While the Rio Olympics has already come to a close, epic stories are still emerging from the remnants of one of the most memorable Olympic games in history. One such story which has been causing online buzz is one of the Mongolian wrestlers who tried to bring home a medal for his country but ended up losing and prompting his half-naked Mongolian wrestling coaches to protest against Olympic officials.
The controversial match, which saw Mongolian wrestler Ganzorigiin Mandakhnaran lose the bronze-medal to Uzbekistan’s Ikhtiyor Navruzov, was immediately protested by his two coaches following a questionable call by the officials. After having thought that they had already won the match, Mandakhnaran and his coaches, Bayaraa Byambarinchin and Tsogtbayar Tserenbaatar, started celebrating in the final seconds, with the two Mongolians rushing to the mat to claim their victory.

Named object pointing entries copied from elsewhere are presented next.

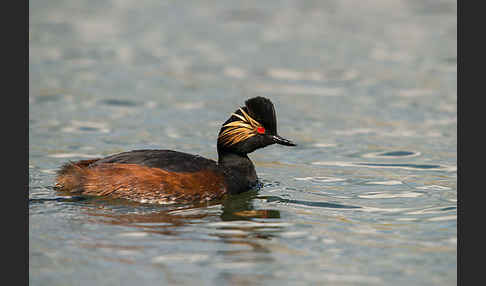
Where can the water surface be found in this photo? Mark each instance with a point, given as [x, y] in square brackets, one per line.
[366, 89]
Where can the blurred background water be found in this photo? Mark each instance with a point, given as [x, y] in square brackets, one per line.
[366, 88]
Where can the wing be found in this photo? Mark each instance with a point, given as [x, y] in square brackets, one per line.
[163, 159]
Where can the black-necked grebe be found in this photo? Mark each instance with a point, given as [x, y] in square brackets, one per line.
[165, 176]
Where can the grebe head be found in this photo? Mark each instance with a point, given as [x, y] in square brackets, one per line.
[251, 127]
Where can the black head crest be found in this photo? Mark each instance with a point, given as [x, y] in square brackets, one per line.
[251, 127]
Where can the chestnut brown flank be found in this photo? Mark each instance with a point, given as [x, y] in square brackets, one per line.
[140, 183]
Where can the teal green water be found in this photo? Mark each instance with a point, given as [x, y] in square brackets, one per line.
[366, 89]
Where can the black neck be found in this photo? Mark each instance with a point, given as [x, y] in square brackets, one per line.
[239, 170]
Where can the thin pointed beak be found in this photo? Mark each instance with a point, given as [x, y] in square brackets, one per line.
[282, 141]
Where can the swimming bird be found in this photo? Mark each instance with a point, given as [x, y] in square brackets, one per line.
[166, 176]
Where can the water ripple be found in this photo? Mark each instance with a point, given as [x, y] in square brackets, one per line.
[405, 166]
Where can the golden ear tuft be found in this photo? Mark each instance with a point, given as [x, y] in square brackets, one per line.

But officials awarded a penalty point to the Uzbek wrestler, costing the Mongolians a win, and an Olympic medal.
In protest, the two Mongolian wrestling coaches began stripping down to their underwear in the middle of the ring, shouting and taunting the officials. They were immediately led out of the venue by Olympics security but behind the roar and cheers of the amused crowd.
Some photos of the incident were shared via Twitter.
Mongolia’s wrestling coaches appear to have some issues with the judges' decision… pic.twitter.com/pZ8z2QGZAW
— Piers Newbery (@piersnewbery) August 21, 2016
— NYT Sports (@NYTSports) August 22, 2016
The frustration among the Mongolian squad was largely felt, though, as the country was expecting a medal from the Olympics’ wrestling events.
“This was a protest. There was a problem with the refereeing,” said a disgruntled Bayaraa after the match. “Three million people in Mongolian waited for this bronze medal and now we have no medal … 100% of the stadium supported us.”
Nonetheless, the half-naked Mongolian wrestling coaches won over the crowd, garnering cheers of “Mongolia! Mongolia!” from the audience. They have also won over the rest of the world, thanks to their invention of a new Olympic event-dirty dancing.